What is the entry point for a career as a Animation artist? What are some of the technical skills should one possess to excel in this field?
I’ve myself not had any conventional entry points into the industry, especially the animation industry. My first job was as an in-house animator at a graphic design studio, Ray+Keshavan | The Brand Union, Bangalore and I got the job purely because of my portfolio. So having a good body of work is essential. Grades and ranks aren’t of any use in this field. People need to see how you can contribute creatively to their business or even their lives.

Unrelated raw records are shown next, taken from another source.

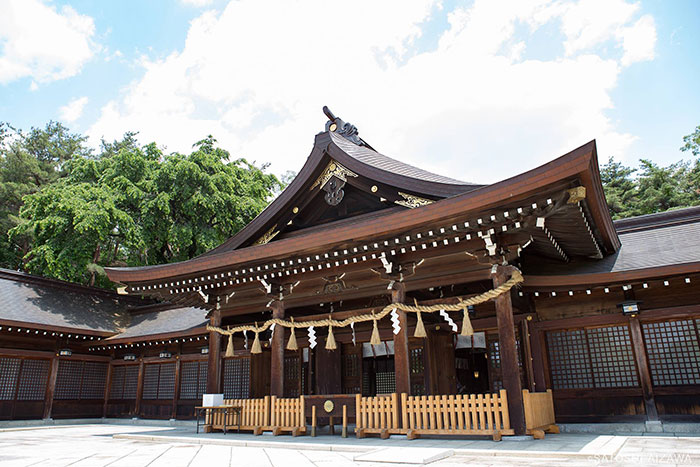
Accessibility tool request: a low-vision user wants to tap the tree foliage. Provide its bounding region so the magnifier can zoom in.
[600,126,700,219]
[0,122,280,287]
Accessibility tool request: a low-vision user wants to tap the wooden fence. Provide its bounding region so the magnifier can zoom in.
[270,396,306,436]
[523,389,559,439]
[206,396,306,436]
[355,393,402,439]
[401,389,514,440]
[207,396,270,435]
[355,390,514,440]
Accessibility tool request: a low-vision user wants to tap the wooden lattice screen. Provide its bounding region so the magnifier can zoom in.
[54,360,109,400]
[0,357,50,401]
[547,326,639,389]
[224,357,250,399]
[109,365,139,400]
[180,360,209,400]
[283,352,301,397]
[341,344,362,394]
[408,339,425,396]
[143,363,175,400]
[642,319,700,386]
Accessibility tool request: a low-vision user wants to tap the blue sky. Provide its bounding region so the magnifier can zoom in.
[0,0,700,182]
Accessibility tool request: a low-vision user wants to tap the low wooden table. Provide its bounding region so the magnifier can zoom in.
[194,405,241,434]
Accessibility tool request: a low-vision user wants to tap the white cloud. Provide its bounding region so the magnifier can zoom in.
[89,0,655,182]
[58,96,88,123]
[0,0,96,84]
[180,0,214,8]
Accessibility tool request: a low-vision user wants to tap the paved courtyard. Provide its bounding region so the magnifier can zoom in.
[0,424,700,467]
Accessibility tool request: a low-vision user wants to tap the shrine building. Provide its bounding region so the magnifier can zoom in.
[0,109,700,434]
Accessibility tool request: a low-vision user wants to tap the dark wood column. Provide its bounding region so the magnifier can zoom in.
[493,266,525,435]
[630,317,659,421]
[528,323,549,392]
[520,316,535,392]
[44,356,58,419]
[134,355,144,417]
[102,362,114,418]
[207,310,221,394]
[170,356,182,418]
[270,300,284,397]
[391,282,411,395]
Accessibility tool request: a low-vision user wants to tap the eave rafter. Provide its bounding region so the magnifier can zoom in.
[128,189,576,308]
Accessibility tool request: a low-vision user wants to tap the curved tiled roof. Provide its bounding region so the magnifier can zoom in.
[330,133,479,186]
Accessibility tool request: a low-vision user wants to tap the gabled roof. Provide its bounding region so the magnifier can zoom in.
[203,109,482,256]
[105,307,208,342]
[0,269,134,335]
[107,133,620,290]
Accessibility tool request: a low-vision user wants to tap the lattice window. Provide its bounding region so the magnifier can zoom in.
[283,355,301,397]
[586,326,639,388]
[54,360,83,400]
[642,320,700,386]
[124,365,139,400]
[224,357,250,399]
[109,365,126,400]
[17,359,50,401]
[547,329,593,389]
[180,361,207,399]
[375,358,396,394]
[0,357,20,401]
[409,347,424,376]
[80,362,108,399]
[341,353,360,378]
[143,363,160,399]
[158,363,175,399]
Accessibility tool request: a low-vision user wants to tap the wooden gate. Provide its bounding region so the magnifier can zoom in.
[523,389,559,439]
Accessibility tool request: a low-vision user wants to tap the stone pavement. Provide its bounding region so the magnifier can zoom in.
[0,424,700,467]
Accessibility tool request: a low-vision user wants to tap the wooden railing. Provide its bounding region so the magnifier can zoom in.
[270,396,306,436]
[206,396,270,435]
[523,389,559,439]
[401,389,513,440]
[355,393,402,439]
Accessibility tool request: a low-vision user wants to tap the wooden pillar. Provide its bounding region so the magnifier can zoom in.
[493,266,525,435]
[207,310,221,394]
[528,323,549,392]
[170,356,182,419]
[270,300,284,397]
[44,355,58,419]
[520,316,535,392]
[102,362,114,418]
[630,317,659,421]
[134,355,145,417]
[391,282,411,396]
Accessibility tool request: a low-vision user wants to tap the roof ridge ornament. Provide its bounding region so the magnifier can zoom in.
[323,105,369,147]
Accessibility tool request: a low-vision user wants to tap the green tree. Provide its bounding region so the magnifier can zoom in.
[681,125,700,156]
[636,159,700,215]
[10,133,279,287]
[0,122,90,269]
[600,157,638,219]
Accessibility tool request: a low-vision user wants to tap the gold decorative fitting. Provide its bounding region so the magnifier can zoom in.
[394,191,433,209]
[309,160,357,190]
[253,224,279,245]
[566,186,586,204]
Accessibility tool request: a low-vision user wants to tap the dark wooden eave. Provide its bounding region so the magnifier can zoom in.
[106,138,620,284]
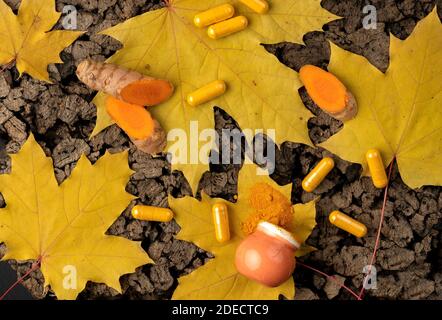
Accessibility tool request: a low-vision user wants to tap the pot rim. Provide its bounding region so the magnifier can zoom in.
[257,221,301,250]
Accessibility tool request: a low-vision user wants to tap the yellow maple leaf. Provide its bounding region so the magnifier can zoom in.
[0,136,151,299]
[93,0,335,190]
[169,165,316,300]
[0,0,83,82]
[321,10,442,188]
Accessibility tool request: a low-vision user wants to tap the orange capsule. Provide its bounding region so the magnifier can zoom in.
[212,202,230,243]
[302,157,335,192]
[328,211,367,238]
[365,149,388,189]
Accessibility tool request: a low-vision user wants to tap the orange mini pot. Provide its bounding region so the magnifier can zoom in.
[235,221,300,287]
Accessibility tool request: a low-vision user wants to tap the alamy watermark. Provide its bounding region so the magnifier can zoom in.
[63,265,77,290]
[167,121,276,175]
[61,5,78,30]
[362,4,378,30]
[362,264,378,290]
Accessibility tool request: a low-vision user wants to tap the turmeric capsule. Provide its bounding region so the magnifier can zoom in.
[207,16,249,40]
[132,205,173,222]
[328,211,367,238]
[187,80,226,107]
[193,4,235,28]
[365,149,388,189]
[239,0,269,14]
[212,202,230,243]
[302,157,335,192]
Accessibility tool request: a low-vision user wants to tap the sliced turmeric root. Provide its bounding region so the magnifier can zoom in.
[299,65,358,121]
[77,59,174,106]
[106,96,166,154]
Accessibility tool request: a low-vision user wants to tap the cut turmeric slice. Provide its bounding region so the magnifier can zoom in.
[77,59,174,106]
[106,96,166,154]
[299,65,358,121]
[241,182,293,235]
[120,79,173,106]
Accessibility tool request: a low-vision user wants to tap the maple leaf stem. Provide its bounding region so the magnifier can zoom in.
[0,258,41,301]
[358,158,396,300]
[296,261,362,300]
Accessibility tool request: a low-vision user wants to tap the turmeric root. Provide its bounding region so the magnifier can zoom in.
[299,65,358,121]
[241,183,293,235]
[77,59,173,106]
[106,96,166,154]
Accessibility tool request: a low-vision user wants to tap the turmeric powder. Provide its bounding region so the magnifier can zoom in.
[77,59,174,106]
[106,96,166,154]
[241,183,293,235]
[299,65,358,121]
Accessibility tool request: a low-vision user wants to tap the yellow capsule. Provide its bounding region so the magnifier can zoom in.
[239,0,269,14]
[193,4,235,28]
[187,80,227,107]
[207,16,249,40]
[132,205,173,222]
[302,157,335,192]
[328,211,367,238]
[365,149,388,189]
[212,202,230,243]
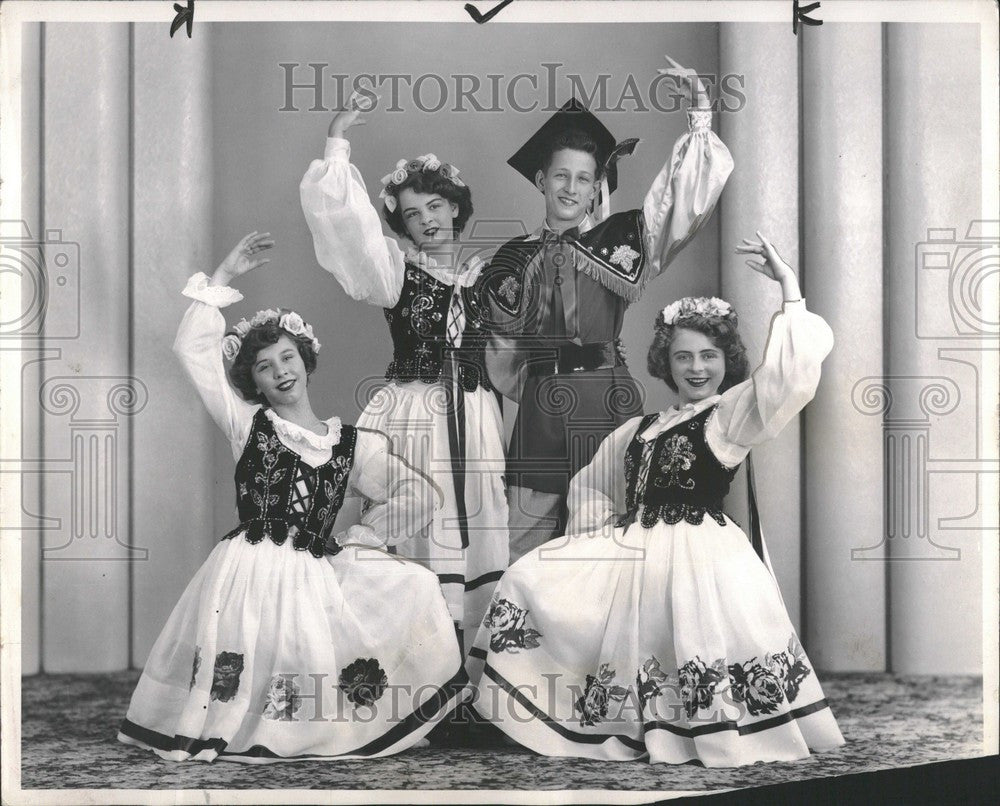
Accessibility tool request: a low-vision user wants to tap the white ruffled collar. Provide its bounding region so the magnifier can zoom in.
[264,409,340,450]
[404,244,483,288]
[660,395,721,422]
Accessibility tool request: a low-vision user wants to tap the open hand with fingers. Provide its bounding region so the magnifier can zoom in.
[656,54,710,109]
[736,230,802,302]
[210,231,274,285]
[327,90,379,137]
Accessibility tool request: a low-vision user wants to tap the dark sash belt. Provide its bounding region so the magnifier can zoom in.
[528,341,625,377]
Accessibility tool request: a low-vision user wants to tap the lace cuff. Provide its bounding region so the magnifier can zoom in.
[334,523,385,549]
[688,109,712,132]
[323,137,351,162]
[181,272,243,308]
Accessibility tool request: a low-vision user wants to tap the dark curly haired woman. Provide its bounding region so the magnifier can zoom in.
[473,230,844,767]
[118,233,467,763]
[299,90,509,668]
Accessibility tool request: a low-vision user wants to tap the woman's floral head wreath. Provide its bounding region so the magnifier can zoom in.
[660,297,736,326]
[222,308,320,361]
[378,154,465,213]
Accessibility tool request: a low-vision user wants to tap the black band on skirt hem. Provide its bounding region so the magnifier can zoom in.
[484,664,829,752]
[119,667,469,760]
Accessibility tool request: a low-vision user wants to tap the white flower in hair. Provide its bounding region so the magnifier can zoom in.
[278,311,306,336]
[250,308,281,327]
[222,333,243,361]
[663,300,682,325]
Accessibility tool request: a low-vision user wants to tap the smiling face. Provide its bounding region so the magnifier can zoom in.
[251,335,308,408]
[670,327,726,405]
[535,148,598,230]
[399,188,458,249]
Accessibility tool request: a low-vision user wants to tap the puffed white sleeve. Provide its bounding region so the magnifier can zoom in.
[642,109,733,279]
[299,137,403,308]
[566,416,642,535]
[334,428,440,548]
[174,273,259,455]
[705,300,833,467]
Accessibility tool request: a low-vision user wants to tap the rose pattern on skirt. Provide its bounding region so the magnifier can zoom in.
[573,663,628,727]
[263,674,302,722]
[635,656,667,707]
[211,652,243,702]
[483,597,542,654]
[338,658,389,705]
[677,655,726,719]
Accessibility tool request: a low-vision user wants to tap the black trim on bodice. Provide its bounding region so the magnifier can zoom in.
[385,263,493,392]
[617,406,736,529]
[222,409,357,557]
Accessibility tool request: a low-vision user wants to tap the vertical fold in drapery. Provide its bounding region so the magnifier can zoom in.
[799,23,886,671]
[38,23,133,672]
[18,23,46,675]
[719,23,812,636]
[873,24,984,674]
[131,23,215,667]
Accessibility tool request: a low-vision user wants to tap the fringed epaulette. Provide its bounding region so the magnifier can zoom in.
[575,210,649,304]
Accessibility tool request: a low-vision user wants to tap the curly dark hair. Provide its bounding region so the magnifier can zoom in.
[229,308,316,407]
[382,165,472,238]
[541,129,604,182]
[646,311,749,394]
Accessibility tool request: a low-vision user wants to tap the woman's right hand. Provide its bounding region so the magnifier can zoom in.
[209,231,274,285]
[736,230,802,302]
[327,90,378,138]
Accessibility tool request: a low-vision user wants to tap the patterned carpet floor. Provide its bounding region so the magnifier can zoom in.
[21,672,983,791]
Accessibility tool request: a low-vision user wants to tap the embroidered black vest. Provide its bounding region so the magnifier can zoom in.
[385,263,493,392]
[477,210,650,328]
[617,406,736,529]
[222,409,357,557]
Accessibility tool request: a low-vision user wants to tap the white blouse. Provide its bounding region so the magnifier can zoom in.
[299,110,733,308]
[567,300,833,534]
[174,274,435,547]
[299,137,482,308]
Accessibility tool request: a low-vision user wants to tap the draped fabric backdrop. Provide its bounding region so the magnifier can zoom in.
[21,23,995,674]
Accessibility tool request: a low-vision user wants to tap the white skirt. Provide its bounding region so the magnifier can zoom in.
[118,535,467,763]
[357,381,510,651]
[472,516,844,767]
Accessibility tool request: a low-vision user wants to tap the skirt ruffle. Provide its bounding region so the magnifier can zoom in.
[472,518,844,767]
[118,536,467,763]
[357,381,510,652]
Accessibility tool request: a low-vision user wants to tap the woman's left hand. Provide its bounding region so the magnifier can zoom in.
[656,54,711,109]
[736,230,802,301]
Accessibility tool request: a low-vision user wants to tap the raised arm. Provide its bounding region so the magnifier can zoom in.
[642,56,733,278]
[299,95,403,308]
[705,232,833,467]
[334,428,439,548]
[174,232,274,455]
[566,416,642,535]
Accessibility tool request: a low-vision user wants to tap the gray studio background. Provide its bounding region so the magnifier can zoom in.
[21,23,996,674]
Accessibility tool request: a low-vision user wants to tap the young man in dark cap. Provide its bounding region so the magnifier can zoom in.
[479,57,733,562]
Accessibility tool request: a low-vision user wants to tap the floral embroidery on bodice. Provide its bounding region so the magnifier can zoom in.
[385,263,492,392]
[223,409,357,557]
[617,406,736,529]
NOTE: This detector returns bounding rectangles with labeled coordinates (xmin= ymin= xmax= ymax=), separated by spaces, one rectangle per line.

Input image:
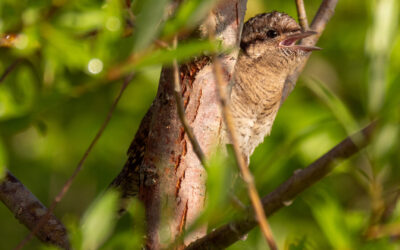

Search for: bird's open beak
xmin=279 ymin=31 xmax=321 ymax=52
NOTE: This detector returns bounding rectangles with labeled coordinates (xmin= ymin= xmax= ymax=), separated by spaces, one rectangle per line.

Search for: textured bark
xmin=0 ymin=171 xmax=69 ymax=249
xmin=140 ymin=0 xmax=246 ymax=249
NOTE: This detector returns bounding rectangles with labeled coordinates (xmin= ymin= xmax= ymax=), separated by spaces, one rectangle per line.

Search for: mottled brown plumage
xmin=110 ymin=12 xmax=317 ymax=212
xmin=230 ymin=12 xmax=318 ymax=158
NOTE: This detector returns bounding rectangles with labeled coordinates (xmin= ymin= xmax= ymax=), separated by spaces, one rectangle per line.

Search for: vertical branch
xmin=173 ymin=36 xmax=206 ymax=167
xmin=15 ymin=73 xmax=134 ymax=250
xmin=214 ymin=57 xmax=277 ymax=250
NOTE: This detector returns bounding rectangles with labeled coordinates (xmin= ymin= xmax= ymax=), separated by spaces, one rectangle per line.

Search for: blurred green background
xmin=0 ymin=0 xmax=400 ymax=249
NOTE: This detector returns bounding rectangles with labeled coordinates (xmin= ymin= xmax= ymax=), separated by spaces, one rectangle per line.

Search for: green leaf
xmin=82 ymin=191 xmax=118 ymax=250
xmin=122 ymin=40 xmax=218 ymax=73
xmin=162 ymin=0 xmax=216 ymax=36
xmin=287 ymin=236 xmax=309 ymax=250
xmin=0 ymin=140 xmax=7 ymax=181
xmin=307 ymin=190 xmax=353 ymax=249
xmin=307 ymin=80 xmax=359 ymax=134
xmin=133 ymin=0 xmax=169 ymax=51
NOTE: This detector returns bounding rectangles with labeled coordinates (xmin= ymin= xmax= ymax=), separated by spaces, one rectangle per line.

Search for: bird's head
xmin=240 ymin=11 xmax=320 ymax=58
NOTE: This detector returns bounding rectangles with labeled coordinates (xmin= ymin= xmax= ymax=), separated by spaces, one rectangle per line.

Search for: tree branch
xmin=0 ymin=171 xmax=69 ymax=249
xmin=16 ymin=73 xmax=134 ymax=250
xmin=185 ymin=122 xmax=376 ymax=250
xmin=172 ymin=36 xmax=206 ymax=167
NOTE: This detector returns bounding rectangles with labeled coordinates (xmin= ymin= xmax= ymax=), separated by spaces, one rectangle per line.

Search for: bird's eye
xmin=267 ymin=30 xmax=278 ymax=38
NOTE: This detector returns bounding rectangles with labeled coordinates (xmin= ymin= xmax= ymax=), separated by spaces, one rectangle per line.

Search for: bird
xmin=228 ymin=11 xmax=320 ymax=160
xmin=110 ymin=11 xmax=319 ymax=214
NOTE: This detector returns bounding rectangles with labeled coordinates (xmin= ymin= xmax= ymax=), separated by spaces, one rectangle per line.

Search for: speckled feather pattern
xmin=230 ymin=12 xmax=304 ymax=159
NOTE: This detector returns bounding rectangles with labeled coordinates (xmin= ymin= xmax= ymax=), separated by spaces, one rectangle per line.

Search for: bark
xmin=0 ymin=171 xmax=69 ymax=249
xmin=140 ymin=0 xmax=246 ymax=249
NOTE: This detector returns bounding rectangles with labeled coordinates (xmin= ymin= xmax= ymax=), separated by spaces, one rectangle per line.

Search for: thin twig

My advice is to put work out there more, make your presence felt. Regular updates of work generates interest in what you can do. Whatever be your strength, whether it is drawing or making clay models, or working with paper cut-outs, keep making things and show it. It’s not enough to have great work and hide it. The internet provides a great platform for independent creatives with a variety of places for sharing work and networking. This can be intimidating when you discover just the wealth of and range of artists, animators and illustrators out there so you need to work harder to be noticed. This is why it is crucial to have a unique identity that is influenced by your roots rather than something generic from the West.
What message would you like to give to the aspiring animators?
Never stop creating! It can be a silly sketch or a beautiful piece of art but never stop making things. And wherever you are and whatever you may be doing, keep telling stories. That’s the best piece of advice I ever got. All the good movies and short films started with a single idea and you never know when the next great story might be told. It may even be in a little doodle that you are yet to make.